インフルエンザが猛威を振るっている。厚生労働省は2月8日、1週間(1月28日〜2月3日)に全国の医療機関を受診した推定患者数が約166万9000人に上ったと発表した。同じ期間に休校や学年・学級閉鎖した保育所、幼稚園、小中学校・高校は6995施設となった。容体が悪化しやすい子どもや高齢者への感染が心配される。

●冬は落ち込むはずのゼリーが売れている

インフルや風邪の対策グッズが話題になる中、ちょっと季節外れの商品の売れ行きが伸びているという。本来は夏に売れやすく冬場は落ち込む商品、ゼリーだ。インフルや風邪で体力が落ちた人向けに買われているとみられる。

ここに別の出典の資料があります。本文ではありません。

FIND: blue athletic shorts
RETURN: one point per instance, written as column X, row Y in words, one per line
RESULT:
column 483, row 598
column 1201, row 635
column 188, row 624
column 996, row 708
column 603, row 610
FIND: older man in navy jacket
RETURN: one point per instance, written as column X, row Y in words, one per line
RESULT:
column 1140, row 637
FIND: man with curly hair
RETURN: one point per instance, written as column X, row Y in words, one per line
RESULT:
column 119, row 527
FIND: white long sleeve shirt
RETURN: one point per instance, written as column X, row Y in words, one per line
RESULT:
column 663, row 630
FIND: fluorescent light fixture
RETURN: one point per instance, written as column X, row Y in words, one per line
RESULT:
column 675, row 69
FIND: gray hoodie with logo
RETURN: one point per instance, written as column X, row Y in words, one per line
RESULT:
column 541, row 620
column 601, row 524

森永乳業では、「森永とろけるゼリー」シリーズの1月の売り上げが前年同期比で1割増となった。同社の担当者によると、ゼリー系の商品は冬の売り上げが夏場の約6割に落ち込むのが通例だったが、この商品は1月の売り上げが8月ごろとほぼ同水準を維持しているという。

●「ポカリ」ゼリーや森永製菓「inゼリー」も

離乳食や介護食で蓄積したノウハウを使い、飲み込みやすいタイプにしているといい、同社は主に風邪やインフルエンザで食欲の落ちた子ども向けなどで売れているとみる。小売りの売り場でのPOP(店頭販促物)などを使った認知度アップを強化する方針という。

他社でも、栄養補給に向いている摂りやすいタイプのゼリー系商品が好調だ。大塚製薬によると、同社の「ポカリスエット ゼリー」などを擁する「ポカリ」系ブランドの商品群(飲料含む)の1月販売実績が、前年同期比で19%伸びた。定番飲料のポカリスエットに加えてゼリータイプの商品も売れたとみられる。

森永製菓でも、かつては「ウイダー」ブランドで販売していたゼリー飲料「inゼリー」シリーズの1月の売り上げが、やはり前年同期より6%伸びたという。